Understanding that basic concept has been the key to my success so far, whether it be selling diamonds on ebay (what I did a few years ago) to running enterprise PPC campaigns for Fortune 500 clients to doing small business lead generation.  This post will go into the basics of understanding arbitrage, focusing mainly on a view from the inside on what it’s like managing a network.  I hope it is both simple to understand and also provides some value to you. If you apply this and are able to make some money because of it, you can say thanks by linking to my blog.

THREE VIEWS (Advertiser, Publisher, Network)
Most people in affiliate marketing only understand one half of the equation– as an advertiser or a publisher.  Thus, they pay money for ads or they have a website and want to get paid.  For example, there is AdWords (buying ads) and AdSense (showing ads to get paid)– two sides of the same coin.

  • The advertiser want to get as many leads/sales, given a performance target, typically CPA.  Assuming lead quality is the same, they’ll apply the same CPA to all traffic sources.
  • The publisher wants to maximize total earnings on his inventory.

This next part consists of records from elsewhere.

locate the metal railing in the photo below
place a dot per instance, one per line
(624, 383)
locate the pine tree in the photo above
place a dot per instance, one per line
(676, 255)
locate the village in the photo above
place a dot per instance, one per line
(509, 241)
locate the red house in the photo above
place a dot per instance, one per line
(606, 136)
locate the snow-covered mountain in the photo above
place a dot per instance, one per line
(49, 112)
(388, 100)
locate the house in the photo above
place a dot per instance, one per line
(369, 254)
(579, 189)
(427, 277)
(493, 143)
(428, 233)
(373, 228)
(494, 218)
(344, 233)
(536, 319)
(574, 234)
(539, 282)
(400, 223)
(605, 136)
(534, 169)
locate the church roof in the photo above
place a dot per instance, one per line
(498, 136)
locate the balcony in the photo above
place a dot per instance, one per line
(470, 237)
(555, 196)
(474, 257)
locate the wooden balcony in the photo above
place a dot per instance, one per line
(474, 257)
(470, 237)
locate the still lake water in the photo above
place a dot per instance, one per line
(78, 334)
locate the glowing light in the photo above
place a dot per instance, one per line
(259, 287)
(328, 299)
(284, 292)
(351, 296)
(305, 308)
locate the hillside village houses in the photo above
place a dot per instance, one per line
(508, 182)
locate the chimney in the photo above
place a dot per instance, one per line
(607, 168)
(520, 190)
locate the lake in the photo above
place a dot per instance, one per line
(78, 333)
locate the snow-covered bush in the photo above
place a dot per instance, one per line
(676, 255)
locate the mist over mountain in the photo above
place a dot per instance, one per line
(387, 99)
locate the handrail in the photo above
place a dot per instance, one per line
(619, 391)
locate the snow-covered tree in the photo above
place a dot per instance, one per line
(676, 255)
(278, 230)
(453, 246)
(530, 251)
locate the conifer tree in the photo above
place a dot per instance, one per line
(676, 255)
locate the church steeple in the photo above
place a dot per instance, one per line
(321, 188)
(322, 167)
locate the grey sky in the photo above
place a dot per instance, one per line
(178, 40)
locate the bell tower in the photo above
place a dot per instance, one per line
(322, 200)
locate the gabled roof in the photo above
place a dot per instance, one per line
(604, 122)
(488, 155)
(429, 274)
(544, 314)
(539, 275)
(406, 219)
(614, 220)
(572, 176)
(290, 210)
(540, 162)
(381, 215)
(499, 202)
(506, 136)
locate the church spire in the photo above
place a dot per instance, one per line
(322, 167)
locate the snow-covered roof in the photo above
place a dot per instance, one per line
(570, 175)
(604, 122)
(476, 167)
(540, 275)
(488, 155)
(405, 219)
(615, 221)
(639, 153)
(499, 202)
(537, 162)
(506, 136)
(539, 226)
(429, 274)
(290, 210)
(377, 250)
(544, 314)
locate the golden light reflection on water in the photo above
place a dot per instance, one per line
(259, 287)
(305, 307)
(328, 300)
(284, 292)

So if he’s rational (and in my first semester econ class, assuming rationality is a HUGE leap of faith), he’s looking at maximizing eCPM (we’ll talk about that in a second)— not clicks, CPC or CTR.
  • The network (defined as anyone who sits in the middle and takes a cut) is balancing between both advertisers and publishers— delivering enough ROI to keep advertisers, high enough eCPM to keep publishers, and having a decent margin left over.